"France-Comté" : Floriane Miny imagine une France sous le RN et fait de Besançon un bastion de la résistance

Publié le 05/09/2026 - 08:30
Mis à jour le 04/09/2026 - 15:15

INTERVIEW • Et si la France devenait une entreprise ? Dans France Comté, son premier roman publié le 26 juillet 2026 en autoédition, Floriane Miny imagine un futur proche où le Rassemblement national gouverne le pays, les droits sociaux reculent et le pouvoir se concentre entre quelques mains. Installée à Oslo après avoir vécu une quinzaine d’années à Besançon, l’auteure fait de la capitale comtoise l’épicentre d’une résistance sociale, entre dystopie politique, humour absurde et clins d’œil au patrimoine local.

Qu'est-ce qui a été le déclic pour écrire France-Comté ? Pourquoi avoir choisi la dystopie plutôt que le roman politique ou le thriller ?

Floriane Miny : "En 2024, nous avions publié avec Sylvain Bonassoli un recueil de nouvelles, Double Je(u), écrit donc à quatre mains.

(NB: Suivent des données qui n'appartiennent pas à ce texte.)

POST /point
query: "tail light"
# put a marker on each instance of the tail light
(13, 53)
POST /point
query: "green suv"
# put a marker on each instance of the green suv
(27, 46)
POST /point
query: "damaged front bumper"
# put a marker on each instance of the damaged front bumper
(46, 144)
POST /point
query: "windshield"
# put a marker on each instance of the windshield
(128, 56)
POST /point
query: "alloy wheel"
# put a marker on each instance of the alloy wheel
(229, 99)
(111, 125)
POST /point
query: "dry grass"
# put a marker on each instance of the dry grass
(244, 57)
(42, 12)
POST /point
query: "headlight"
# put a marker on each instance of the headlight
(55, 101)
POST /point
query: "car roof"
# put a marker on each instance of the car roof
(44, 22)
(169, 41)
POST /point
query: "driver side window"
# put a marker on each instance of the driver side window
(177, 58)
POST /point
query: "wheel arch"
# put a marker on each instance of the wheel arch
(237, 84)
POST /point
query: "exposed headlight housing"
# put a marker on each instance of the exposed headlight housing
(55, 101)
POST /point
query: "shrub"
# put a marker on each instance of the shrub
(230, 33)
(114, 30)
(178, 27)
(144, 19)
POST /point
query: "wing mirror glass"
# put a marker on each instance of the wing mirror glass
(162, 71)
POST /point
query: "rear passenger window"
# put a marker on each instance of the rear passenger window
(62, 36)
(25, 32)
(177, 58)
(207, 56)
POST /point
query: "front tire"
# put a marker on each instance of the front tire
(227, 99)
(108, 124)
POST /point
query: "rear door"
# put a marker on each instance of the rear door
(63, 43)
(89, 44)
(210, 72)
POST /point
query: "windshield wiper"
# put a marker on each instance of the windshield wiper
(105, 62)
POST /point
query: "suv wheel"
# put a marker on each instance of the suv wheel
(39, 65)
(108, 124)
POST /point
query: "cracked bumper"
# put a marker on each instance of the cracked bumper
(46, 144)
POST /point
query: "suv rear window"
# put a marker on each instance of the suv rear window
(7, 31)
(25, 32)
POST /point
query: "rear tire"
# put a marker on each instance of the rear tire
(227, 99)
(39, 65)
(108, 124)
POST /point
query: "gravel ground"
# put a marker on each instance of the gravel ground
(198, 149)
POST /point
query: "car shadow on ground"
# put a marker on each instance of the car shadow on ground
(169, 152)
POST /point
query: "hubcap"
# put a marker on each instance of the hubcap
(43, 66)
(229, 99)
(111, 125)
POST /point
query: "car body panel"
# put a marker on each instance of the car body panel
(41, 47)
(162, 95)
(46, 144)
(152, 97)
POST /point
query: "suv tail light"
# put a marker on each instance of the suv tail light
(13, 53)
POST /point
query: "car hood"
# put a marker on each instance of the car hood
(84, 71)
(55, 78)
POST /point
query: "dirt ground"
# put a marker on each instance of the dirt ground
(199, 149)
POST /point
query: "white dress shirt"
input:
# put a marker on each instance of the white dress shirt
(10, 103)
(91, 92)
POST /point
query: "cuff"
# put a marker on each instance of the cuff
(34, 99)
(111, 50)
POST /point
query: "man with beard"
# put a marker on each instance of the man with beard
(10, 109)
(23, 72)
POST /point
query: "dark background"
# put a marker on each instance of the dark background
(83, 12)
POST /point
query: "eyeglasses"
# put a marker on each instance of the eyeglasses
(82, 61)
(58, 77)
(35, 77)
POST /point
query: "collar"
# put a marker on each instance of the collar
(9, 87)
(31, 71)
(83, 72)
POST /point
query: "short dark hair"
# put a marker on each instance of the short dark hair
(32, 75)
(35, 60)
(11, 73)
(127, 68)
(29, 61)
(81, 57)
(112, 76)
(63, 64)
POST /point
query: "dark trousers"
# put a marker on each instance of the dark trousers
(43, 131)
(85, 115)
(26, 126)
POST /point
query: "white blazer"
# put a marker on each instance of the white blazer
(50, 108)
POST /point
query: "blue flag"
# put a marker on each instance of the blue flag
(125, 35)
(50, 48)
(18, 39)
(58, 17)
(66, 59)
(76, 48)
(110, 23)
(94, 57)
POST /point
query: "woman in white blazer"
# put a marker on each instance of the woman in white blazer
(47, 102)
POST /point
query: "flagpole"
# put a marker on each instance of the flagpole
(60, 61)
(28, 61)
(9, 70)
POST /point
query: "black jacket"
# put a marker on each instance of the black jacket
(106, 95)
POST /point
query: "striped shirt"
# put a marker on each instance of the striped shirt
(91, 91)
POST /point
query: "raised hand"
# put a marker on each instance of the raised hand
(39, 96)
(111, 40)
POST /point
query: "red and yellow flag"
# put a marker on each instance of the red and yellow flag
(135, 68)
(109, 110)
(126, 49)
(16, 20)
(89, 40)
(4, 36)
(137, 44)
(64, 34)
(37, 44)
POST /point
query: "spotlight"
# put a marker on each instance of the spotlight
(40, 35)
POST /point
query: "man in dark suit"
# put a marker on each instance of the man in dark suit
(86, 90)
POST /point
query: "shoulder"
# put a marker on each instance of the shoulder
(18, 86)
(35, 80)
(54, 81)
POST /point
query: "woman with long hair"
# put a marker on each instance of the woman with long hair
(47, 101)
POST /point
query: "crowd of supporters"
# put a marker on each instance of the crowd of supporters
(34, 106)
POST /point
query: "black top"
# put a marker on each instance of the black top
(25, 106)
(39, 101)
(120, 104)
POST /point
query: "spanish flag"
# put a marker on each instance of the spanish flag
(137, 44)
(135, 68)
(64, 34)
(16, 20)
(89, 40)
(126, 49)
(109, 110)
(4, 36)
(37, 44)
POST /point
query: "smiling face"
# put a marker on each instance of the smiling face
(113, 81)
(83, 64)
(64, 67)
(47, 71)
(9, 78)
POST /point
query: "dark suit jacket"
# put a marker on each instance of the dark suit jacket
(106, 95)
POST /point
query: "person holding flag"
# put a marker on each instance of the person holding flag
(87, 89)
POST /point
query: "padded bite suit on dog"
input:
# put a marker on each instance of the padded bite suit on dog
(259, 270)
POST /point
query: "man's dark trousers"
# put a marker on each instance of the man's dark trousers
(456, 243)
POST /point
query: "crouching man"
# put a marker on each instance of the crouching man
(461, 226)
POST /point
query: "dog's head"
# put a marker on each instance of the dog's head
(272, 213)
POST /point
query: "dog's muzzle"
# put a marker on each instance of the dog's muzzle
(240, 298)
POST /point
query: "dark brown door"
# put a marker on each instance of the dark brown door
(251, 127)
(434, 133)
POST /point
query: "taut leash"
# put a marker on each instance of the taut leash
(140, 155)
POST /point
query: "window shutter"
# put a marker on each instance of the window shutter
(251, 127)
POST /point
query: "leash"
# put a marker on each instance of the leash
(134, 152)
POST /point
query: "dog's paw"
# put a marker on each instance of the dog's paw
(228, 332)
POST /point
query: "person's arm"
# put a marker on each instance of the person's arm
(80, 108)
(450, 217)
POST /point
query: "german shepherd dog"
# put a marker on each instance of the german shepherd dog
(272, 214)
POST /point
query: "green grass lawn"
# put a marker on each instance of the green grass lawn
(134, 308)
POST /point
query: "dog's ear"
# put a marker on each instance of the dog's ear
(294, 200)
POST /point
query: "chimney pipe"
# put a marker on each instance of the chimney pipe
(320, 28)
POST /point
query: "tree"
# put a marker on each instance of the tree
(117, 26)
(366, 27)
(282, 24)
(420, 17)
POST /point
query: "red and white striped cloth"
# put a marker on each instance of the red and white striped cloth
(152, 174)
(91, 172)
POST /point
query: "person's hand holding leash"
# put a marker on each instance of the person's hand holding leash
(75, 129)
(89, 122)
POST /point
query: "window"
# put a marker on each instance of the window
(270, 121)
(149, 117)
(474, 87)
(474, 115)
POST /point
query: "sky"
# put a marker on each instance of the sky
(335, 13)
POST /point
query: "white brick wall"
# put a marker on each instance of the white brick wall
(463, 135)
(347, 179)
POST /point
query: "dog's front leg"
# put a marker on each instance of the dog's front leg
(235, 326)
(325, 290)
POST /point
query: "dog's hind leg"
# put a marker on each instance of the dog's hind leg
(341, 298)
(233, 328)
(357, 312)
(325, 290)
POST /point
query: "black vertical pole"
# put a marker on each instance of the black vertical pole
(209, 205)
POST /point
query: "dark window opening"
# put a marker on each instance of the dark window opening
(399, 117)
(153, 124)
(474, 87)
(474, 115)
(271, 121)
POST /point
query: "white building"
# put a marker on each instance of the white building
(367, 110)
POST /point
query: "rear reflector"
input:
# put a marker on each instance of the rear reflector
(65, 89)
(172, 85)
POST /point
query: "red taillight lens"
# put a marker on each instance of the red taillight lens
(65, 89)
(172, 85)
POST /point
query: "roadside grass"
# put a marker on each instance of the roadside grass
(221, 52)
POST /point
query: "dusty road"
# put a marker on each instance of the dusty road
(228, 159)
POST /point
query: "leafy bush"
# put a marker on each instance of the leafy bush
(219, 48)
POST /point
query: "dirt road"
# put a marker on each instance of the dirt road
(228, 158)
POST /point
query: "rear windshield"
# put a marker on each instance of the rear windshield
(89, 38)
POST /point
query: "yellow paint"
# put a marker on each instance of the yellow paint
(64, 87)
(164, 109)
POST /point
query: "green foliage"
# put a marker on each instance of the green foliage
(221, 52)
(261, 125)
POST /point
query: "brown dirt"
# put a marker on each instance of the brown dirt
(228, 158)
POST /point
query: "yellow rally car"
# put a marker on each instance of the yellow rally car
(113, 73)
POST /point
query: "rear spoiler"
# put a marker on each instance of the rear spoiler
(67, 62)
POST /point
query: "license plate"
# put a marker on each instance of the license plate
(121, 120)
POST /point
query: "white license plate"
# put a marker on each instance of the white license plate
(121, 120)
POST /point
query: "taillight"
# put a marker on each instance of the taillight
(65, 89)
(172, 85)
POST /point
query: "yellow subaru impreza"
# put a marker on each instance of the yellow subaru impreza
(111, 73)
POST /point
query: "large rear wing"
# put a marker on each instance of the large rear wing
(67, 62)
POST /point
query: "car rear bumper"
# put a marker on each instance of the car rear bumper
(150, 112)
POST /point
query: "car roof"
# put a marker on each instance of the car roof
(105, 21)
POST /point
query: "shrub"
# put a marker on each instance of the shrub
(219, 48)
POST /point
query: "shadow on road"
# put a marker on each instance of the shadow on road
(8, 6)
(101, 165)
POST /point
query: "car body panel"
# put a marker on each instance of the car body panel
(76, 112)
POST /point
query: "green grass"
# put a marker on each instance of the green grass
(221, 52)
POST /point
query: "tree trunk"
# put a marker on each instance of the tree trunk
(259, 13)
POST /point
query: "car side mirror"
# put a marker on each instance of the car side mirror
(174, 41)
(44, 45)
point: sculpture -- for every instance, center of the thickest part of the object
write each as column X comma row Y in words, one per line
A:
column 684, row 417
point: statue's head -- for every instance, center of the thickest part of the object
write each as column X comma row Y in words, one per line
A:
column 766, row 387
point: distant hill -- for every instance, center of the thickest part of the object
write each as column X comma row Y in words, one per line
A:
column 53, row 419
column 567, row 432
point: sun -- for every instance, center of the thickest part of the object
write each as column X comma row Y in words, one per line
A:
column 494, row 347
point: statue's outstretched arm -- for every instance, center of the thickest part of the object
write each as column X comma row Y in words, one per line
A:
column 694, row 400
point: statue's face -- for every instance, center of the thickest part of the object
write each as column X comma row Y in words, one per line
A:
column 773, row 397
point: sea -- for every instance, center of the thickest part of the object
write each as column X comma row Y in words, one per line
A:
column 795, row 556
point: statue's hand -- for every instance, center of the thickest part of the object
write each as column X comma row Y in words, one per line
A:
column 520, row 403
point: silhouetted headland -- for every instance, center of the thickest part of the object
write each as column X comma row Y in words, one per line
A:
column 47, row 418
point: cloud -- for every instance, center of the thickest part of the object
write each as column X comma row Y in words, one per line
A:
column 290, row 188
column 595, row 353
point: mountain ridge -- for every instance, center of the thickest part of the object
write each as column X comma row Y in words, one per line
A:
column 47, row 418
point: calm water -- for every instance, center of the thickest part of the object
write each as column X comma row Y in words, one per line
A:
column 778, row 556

Cela m’avait plu et j’ai voulu poursuivre l’expérience. C’est une activité qui nécessite peu de moyens matériels et qu’on peut faire partout, par exemple au chaud à la bibliothèque — l’hiver est long et froid à Oslo. J’ai eu l’idée de départ, le rachat du pays, en janvier 2025 et j’ai ensuite déroulé le fil. Je m’orientais au départ vers une utopie mais en chemin, la dystopie s’est imposée pour mettre en scène cette France du futur proche, cassée, avec une implication politique évidente puisque le livre est un objet politique."

Votre roman imagine une France gouvernée par le Rassemblement national. Cherchez-vous à faire un exercice de fiction ou un avertissement politique ? Qu'est-ce qui, selon vous, relève aujourd'hui de la fiction… et qu'est-ce qui pourrait devenir une réalité ?

Floriane Miny : "Avec ce roman, je voulais contribuer à sonner l’alarme sur les effets néfastes du néo-libéralisme et sur la montée de l’extrême-droite, en France comme ailleurs. Comme beaucoup d’autres, je navigue entre peur et incompréhension face à ce retour en force des idées haineuses, clivantes et destructrices. Une présidence du Rassemblement National (qui nous pend au nez) n’apporterait certes rien de bon à la France et à ses habitants. Mais au-delà de ces batailles incestueuses entre partis, il faudrait évoluer en profondeur. Depuis de nombreuses années, c’est un festival d’élu·es, plus ou moins haut placés, qui détournent des biens, de l’argent, qui s’arrangent pour ne pas suivre les lois qu’ils imposent par ailleurs, pour monter des plans d’évasion fiscale. Combien de scandales nous faut-il pour ouvrir les yeux ?"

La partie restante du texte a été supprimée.